I work for the global platform organization, one of the few centralized organizations of this company. My team helps Wolters Kluwer business units across the globe understand who their customers are, what problems their customers face, and create the best possible solutions to these problems.
My team operates as an agency within the company. We work for all divisions and our customers are business units in the U.S., Canada, Netherlands, Belgium, Italy, and Germany, among others. The team consists of UX designers, front-end developers, user researchers and product management consultants. We provide services on many levels, all the way from strategy to execution. Design is a way for us to get concepts out there quickly. We measure results, learn, and iterate to ultimately help our customers build the best thing.
Our team started small and grew each year as we engaged with more and more business units. Unsurprisingly, collaboration became tricky. The main problem we faced was a lack of consistency across product and the quality of experience varied greatly. We wanted to solve this problem by building a design system that we could distribute across business units and divisions. And long-term, we wanted to enable more collaboration across our global organization.
Identifying and documenting patterns
Because we work across divisions, we get a bird’s eye view of what’s happening across our organization. We were seeing inconsistent solutions to the same problem, and we wanted to solve this problem. We set out to build a design system with components and standards that we could make available to every business unit.
If we could identify patterns and document them, we’d:
- Ensure consistency across products
- Help teams get to market faster by letting them pull in consistent resources, rather than reinventing the wheel each time
- Save our organization money
- Allows designers to operate at scale
Thankfully, we’re already on our way to making a dent in each of these. We have UX meetups planned on both sides of the pond to give the Wolters Kluwer design community hands-on training with the Sketch Libraries and to gather as much feedback as possible.
Solo vs. teamwork
Like most design teams, we’ve gone through a slew of tools. A new challenge for us when building this design system, was that it required multiple designers to work on the same files in parallel. We are used to working solo, which meant that we only shared when needed to. But with a new focus on collaboration, we needed a way to work on and version the same files.
Abstract provides us with our own private workspaces called Branches, which allow us to work on the same files and Artboards and then merge our changes together without the fear of overwriting our work. And because Abstract allows us to version our files, we also have the ability to revert back to previous versions of our work.
Without Abstract, our workflow would have been so much messier. We would have Sketch files all over the place and designers making copies of Libraries because they wanted to make a slight adjustment. Abstract allows us to keep all of our design system files in one place. The fact that you can simply link to our Sketch Libraries in the same tool was really an eye opener.
The beauty of creating our design system in Abstract is that it’s generic enough for any business unit to be able to use it, while still leaving room for them to make specific adjustments that might not be a part of the bigger design system. Eventually, if we feel that their adjustments will add value, they could even contribute these back to the design system.

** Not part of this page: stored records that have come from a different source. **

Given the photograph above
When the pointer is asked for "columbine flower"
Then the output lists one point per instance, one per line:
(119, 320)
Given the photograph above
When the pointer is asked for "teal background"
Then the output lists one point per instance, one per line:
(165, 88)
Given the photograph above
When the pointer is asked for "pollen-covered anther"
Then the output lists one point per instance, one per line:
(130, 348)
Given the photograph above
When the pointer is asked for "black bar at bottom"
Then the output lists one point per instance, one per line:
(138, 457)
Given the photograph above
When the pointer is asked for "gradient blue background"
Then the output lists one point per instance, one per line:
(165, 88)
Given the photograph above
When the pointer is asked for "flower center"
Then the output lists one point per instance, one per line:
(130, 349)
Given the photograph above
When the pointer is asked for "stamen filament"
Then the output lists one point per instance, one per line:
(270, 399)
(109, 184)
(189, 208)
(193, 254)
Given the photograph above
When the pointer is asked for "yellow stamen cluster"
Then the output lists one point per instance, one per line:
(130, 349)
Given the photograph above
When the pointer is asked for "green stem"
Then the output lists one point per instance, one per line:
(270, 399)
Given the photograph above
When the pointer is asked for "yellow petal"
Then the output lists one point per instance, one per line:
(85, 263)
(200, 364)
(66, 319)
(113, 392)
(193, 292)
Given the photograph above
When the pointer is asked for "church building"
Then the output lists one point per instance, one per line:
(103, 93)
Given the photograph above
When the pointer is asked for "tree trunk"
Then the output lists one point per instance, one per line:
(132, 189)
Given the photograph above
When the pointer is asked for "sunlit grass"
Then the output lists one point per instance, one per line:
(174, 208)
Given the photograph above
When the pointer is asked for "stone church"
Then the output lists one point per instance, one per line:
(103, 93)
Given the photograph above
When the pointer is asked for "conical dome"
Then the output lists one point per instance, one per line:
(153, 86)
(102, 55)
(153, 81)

The governance part is made so much easier with Abstract.
Establishing a culture of collaboration, starting with our design system
Abstract really kickstarted our design system initiative. Since we started using it, we’ve seen an increased amount of feedback. It’s also made it so much easier for us to communicate out our work and connect with product managers, dev leads, and business stakeholders (primarily, CTOs).
Abstract has been a vehicle for us to improve our cross-functional communication. We don’t want to be forcing the design system onto people. Instead, we want to establish a culture of collaboration.
Our roadmap includes establishing a contribution model to enable this. If a local business owner has a priority that isn’t on our roadmap, they can start designing something on their own Branch in Abstract. This model creates a vision of shared ownership. People can take what they need from the system, suggest changes, and add things themselves.
Paving the way for the next 200 years
Abstract has opened our eyes to a way of working that simply hasn’t been done before in our business. Now, we can see each other’s work and comment on it, without overwriting anything.
As a company grows bigger, silos tend to appear and communication can often break down. This time period is fraught with risk and frustration. People tend to work within their own little team and don’t necessarily reach out to others to ask what they’re doing.
I’m proud to say that we’ve broken a barrier here. This effort has shown us and our extended team that we can still collaborate, even though we’re not part of the same team. Our motto is to break down walls — to make people talk to each other. And with Abstract, it’s turning into a domino effect.